Lawmakers Delay Gift For Bsu Engineering School
Legislators have put Micron Technology’s $6 million contribution for a Boise State University engineering school on hold.
The Legislature’s budget writing panel blocked a measure Friday that would have authorized Boise State to accept the Micron gift and raise another $7 million for a College of Engineering building.
Sponsors will try again Monday, but critics of the idea said they still may have the upper hand.
“There’s still enough concern that it’s not a go,” said Sen. Marguerite McLaughlin, D-Orofino.
McLaughlin and other members of the budget panel are discussing the issue because of a state law that requires lawmakers to approve, in advance, public building construction projects, even for those paid by private funds.
If Boise State can raise the $13 million to build the facility, it will cost Idaho taxpayers about $129,000 a year in operational and maintenance costs, lawmakers say.
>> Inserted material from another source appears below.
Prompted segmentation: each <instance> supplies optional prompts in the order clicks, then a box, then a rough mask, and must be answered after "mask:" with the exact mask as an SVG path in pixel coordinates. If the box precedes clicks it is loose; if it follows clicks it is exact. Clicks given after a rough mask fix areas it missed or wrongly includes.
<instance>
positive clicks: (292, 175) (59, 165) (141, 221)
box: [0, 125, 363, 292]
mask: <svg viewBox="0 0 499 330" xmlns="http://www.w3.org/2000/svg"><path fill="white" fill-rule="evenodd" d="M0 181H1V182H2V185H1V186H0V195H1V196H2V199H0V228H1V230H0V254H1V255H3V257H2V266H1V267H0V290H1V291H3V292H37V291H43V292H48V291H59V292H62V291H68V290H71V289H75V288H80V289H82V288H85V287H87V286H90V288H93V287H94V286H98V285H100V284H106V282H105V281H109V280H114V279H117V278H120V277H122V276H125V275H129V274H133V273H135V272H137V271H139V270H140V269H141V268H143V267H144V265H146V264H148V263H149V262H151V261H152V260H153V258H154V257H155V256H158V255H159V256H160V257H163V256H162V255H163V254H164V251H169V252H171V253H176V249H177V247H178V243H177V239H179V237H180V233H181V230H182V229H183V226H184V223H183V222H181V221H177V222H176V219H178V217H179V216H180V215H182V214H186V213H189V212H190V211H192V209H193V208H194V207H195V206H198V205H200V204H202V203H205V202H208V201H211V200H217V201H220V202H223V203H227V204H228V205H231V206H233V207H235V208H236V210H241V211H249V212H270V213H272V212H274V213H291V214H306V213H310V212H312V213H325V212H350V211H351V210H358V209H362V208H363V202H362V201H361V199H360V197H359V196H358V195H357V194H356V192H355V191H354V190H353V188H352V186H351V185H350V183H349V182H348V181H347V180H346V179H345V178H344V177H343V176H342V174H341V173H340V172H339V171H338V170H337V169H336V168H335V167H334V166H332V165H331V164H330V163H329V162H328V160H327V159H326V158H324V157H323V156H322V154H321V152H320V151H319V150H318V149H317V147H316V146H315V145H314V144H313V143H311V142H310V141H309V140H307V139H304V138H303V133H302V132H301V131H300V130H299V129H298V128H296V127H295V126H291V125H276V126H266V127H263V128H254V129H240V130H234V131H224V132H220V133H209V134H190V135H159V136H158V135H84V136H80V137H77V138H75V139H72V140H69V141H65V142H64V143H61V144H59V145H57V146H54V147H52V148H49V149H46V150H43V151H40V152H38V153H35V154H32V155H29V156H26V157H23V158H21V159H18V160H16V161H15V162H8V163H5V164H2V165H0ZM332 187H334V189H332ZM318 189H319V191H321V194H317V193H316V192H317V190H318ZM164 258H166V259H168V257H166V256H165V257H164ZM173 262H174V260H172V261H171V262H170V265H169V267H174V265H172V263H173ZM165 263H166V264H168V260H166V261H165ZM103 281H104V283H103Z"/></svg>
Most of the members of the 20-member budget panel are from the northern and southern edges of the state, where resentment of the state Board of Education’s decision to create a Boise State engineering school runs high.
“They simply don’t want Boise to have an engineering school and this is the only way they can oppose it,” said Rep. Kitty Gurnsey, R-Boise, the resolution’s sponsor.
But critics of a Boise State engineering school objected to the language in Gurnsey’s resolution. Passing it would, in essence, put the legislature on record endorsing the engineering school, said Sen. Dean Cameron, R-Rupert.